His warped reflection of himself walking around was seen on the domed mirrors, to which he also occasionally glanced at every now and then as if he were monitoring the place. Taking a snack here and a drink from there, he shuffled back to the counter.
He was met with a man whose face hid under his hat as he sat down, mouth slightly agape with the natural pout in his lips.
“Here,” Adachi said almost demandingly.
The attendant barely looked up and nodded slightly, then began scanning the handful of goods the detective brought over. A bottle of water, a box of tomato juice, animal crackers, and the old man’s onigiri he simply punched in its numbers for.

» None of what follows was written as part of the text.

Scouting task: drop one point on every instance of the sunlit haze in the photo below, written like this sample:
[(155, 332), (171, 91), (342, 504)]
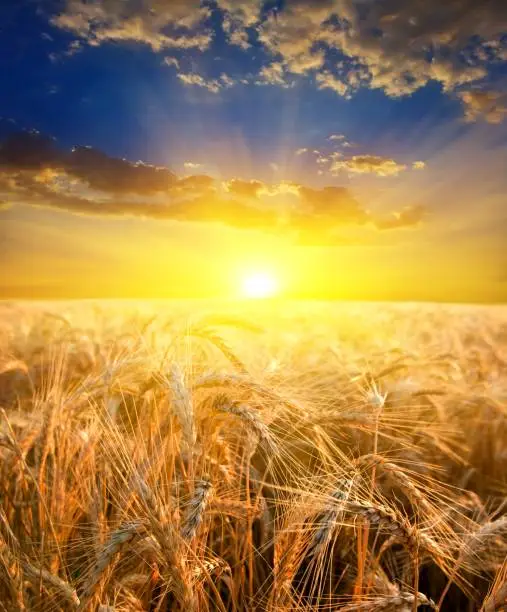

Then he stuffed the products in a bag and the receipt printed out in silence. The man in red ignoring the potential condescending stare the other had for him.
He ripped out the paper tape and crumpled it, disposing it swiftly as he knew it wouldn’t be needed. Before he could offer the bag of goods to the other, Adachi grunted, “keep it.
“My money’s already in there, right? Don’t bother taking it out.”
“Eh? But these are still yours, mister detective—”
“They’re mine and I’m making you use it. You wreck.”
“Ah? I’m not an idiot anymore?”
“You still are, you moron! Now eat the onigiri before I go.”
“The old man’s onigiri..? But I already ate. Besides, I’m fine—”
“Why’re you sweating?” he asked aggressively, taking a look at the thermostat.
Gray disheveled hair stuck to his forehead and his temples from his sweat. “Ah…” he went, trying to wipe under his bangs.
Adachi promptly lifted the brim of the worker’s hat to reveal quite a caricature of an expression. He tried twisting into his usual smile, but there was some sort of spiral behind his eyes that just couldn’t sell it.
“What did I say about this? Look at your customer in the eye, geez, you’re already sitting down.”
The man’s lips trembled as if about to say something, but again, Adachi interrupted, “Sure you carry a lotta things, but don’t tell me you use your eyes to do it.” He said, shooting a glare at the other’s sunken eyes.
“If you’re not going to eat anything, just go home already.” “I’m not moving from here ‘til you get your dumbass to do something right for yourself.”
“…You’re pushy.”
“Tch, and you have the gall to complain. I’m not even pushing you at all this time.”
open crackers and tomato juice
“There. Finish it.”
“You barely ate anything..?”
“That doesn’t have anything to do with what I said.”